Onlar aralarında konuşup anlaşırken Veli gelmiş babasının konuşmasının bitmesini bekliyordu. Babasının konuşması bitince onunla vedalaşıp misafirleriyle beraber neşe içerisinde yola çıktılar. Bu neşelerine Karabaş da katılmış bir yandan kuyruk sallıyor, bir yandan etraflarında hoplayıp zıplıyordu.

Hasan, Dr. Burak ve Veli yolda konuşa konuşa giderlerken bir ara Hasan Dr. Burak’a:

– Burak, o kadar merak ediyorum ki? Diye bir söz söyledi. Dr. Burak Hasan’ın sözü üzerine atını durdurup ona dönerek:

– Hayırdır, neyi merak ediyorsun?

– Seninle yola çıkmadan evvel eşimden müjde almıştım.

–  Ne müjdesi?

– Eşim bana hamile olduğunu ve ikiz bebek beklediğini söylemişti, dedi ve Burak’a:

– Ne kadar oldu yolculuğumuz.

– Bilemiyorum ki, her halde dört sene olmuştur, dedi ve atını tekrar sürerek yola çıktılar. Uzun bir yolculuktan sonra nihayet kasabalarına vardılar. Kasabaya varmalarına varmışlardı, ama o sırada gece olmuş herkes uykuya geçmişlerdi. Bu yüzden kimseyi rahatsız etmeden her biri evlerine gittiler.

Hasan, evine varınca baktı ki evin ışıkları yanıyor, ışıkların yandığını görünce evin kapısına vardı. Tam kapıyı çalacakken evin içinden sesler gelmeye başladı. Evin içinden çocuk sesi ve gülüşmeler geliyordu. Çocuk seslerini duyunca evin kapısını çalmayı bırakıp pencereye yöneldi ve pencereden gizlice içeriye baktı ve o da ne! Evin içinde bir erkek, hanımıyla beraber sarmaş dolaş olmuş. Üstelik ortalarında da iki çocuk var.

Hasan, onları o şekilde görünce birdenbire tepesi attı. Hızla kapıya geldi. Eline kapının kenarındaki sopayı aldı ve elini yukarıya kaldırdı. Niyeti içeriye girip hanımından bunun hesabını sormaktı, ama birdenbire durarak niyetinden vaz geçti. Evin kapısının önünden ayrılarak atı ahıra bağladı. Karabaş ve yavrusunu köpek kulübesine bıraktı. Daha eve doğru bakarak kendi kendine

– Hele bir yarın olsun, o zaman ne olduğunu anlarız, dedi ve Dr. Burak’ın evine gitti.
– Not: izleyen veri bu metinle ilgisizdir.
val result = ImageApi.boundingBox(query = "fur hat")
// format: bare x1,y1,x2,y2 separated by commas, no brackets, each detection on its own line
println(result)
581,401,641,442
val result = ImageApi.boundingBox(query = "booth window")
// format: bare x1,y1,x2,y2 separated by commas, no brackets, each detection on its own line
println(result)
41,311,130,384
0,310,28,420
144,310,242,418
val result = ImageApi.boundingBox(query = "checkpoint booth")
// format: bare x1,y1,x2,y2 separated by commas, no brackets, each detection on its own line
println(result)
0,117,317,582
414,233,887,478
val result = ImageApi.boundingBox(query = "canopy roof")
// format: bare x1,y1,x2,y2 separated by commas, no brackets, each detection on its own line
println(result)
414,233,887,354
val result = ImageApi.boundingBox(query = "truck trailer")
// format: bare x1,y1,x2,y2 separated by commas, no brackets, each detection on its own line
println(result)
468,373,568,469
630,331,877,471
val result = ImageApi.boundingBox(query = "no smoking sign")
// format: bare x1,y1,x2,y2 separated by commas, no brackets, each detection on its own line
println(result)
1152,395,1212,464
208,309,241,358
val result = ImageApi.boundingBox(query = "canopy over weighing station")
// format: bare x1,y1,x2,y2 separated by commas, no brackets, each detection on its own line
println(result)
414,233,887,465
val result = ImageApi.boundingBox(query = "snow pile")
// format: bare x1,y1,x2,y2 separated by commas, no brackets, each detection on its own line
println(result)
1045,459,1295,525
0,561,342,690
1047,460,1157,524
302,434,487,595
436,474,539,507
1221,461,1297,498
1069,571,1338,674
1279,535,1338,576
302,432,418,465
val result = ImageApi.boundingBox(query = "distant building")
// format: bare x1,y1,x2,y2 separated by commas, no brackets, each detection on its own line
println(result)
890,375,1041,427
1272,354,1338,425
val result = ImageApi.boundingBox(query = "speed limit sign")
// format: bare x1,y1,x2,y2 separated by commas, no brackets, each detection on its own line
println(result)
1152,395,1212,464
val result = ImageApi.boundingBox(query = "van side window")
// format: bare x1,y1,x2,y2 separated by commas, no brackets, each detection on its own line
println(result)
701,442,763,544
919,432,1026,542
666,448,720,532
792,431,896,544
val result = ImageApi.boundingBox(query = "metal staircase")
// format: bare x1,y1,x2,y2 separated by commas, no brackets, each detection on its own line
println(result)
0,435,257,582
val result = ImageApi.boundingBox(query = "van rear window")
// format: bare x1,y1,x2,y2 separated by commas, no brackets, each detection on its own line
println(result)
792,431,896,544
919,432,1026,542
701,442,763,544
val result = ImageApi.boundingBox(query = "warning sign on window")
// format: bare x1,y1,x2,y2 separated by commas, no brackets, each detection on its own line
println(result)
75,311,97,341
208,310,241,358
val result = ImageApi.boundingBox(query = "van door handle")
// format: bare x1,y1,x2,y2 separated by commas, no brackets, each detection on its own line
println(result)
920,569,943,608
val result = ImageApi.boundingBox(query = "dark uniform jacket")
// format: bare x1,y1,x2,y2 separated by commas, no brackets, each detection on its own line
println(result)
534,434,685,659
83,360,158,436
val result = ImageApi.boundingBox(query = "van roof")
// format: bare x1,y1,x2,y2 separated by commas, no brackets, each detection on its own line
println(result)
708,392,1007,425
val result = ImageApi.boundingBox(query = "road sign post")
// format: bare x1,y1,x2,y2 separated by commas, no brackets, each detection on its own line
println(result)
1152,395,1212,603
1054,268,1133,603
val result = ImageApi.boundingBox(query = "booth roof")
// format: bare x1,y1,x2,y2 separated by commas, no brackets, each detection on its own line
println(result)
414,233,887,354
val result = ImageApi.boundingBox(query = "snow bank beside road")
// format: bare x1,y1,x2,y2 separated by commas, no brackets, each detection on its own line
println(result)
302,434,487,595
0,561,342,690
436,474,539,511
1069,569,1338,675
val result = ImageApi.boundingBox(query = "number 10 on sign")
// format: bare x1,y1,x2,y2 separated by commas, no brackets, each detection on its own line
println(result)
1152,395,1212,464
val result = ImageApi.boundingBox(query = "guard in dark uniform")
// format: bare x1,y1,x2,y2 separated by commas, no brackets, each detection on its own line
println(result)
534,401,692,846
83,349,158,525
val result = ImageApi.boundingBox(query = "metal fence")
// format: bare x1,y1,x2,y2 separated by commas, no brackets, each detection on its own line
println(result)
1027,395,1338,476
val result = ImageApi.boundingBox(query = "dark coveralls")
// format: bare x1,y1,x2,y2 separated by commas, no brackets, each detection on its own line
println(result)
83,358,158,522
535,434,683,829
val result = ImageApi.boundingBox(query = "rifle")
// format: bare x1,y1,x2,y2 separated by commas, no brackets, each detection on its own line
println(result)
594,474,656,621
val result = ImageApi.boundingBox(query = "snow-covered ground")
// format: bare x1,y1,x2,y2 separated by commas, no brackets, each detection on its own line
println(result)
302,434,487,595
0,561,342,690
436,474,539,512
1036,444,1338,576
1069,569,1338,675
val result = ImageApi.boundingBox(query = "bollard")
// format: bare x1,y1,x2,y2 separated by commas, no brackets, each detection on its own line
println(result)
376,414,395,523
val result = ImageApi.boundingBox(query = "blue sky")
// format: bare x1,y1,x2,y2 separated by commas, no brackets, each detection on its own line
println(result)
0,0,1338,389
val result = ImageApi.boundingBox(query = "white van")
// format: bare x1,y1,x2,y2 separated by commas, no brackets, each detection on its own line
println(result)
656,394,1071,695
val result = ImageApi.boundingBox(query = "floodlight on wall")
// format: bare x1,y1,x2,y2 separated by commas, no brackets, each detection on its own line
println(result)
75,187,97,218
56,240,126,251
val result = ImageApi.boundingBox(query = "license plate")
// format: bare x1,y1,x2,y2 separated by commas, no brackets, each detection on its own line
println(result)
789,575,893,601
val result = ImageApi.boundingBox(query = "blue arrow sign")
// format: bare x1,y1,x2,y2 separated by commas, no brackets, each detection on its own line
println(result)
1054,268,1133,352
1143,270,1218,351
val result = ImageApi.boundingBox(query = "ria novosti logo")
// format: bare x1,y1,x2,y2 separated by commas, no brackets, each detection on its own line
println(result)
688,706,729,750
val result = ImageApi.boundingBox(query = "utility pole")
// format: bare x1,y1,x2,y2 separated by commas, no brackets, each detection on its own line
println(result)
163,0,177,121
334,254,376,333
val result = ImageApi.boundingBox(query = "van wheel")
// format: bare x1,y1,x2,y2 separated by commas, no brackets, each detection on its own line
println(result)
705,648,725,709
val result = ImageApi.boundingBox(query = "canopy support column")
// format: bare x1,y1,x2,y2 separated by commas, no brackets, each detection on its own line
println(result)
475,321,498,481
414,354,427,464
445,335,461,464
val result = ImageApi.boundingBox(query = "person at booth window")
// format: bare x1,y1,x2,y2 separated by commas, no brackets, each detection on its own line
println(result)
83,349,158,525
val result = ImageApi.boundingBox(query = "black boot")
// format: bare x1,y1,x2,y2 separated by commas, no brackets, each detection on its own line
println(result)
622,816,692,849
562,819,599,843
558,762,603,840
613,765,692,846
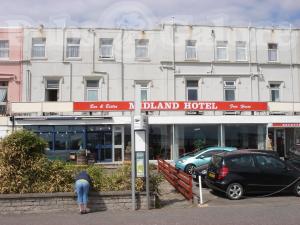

Dr. Burak, gece vakti kapısını çalanın kim olduğunu merak edip açtığında Hasan’ı karşısında gördü ve çok şaşırdı. Gece vakti onu evine gittiğini beklerken kapısına geldiğini görünce bir an için ne diyeceğini bilemedi. Daha sonra onu içeriye alarak ‘neler oluyor’ dercesine yüzüne baktı. Hasan, onu o şekilde görünce ‘her şeyi anlatacağım’ dedi ve içeri girerek koltuğa oturdu. Oturur oturmaz uyuyakaldı.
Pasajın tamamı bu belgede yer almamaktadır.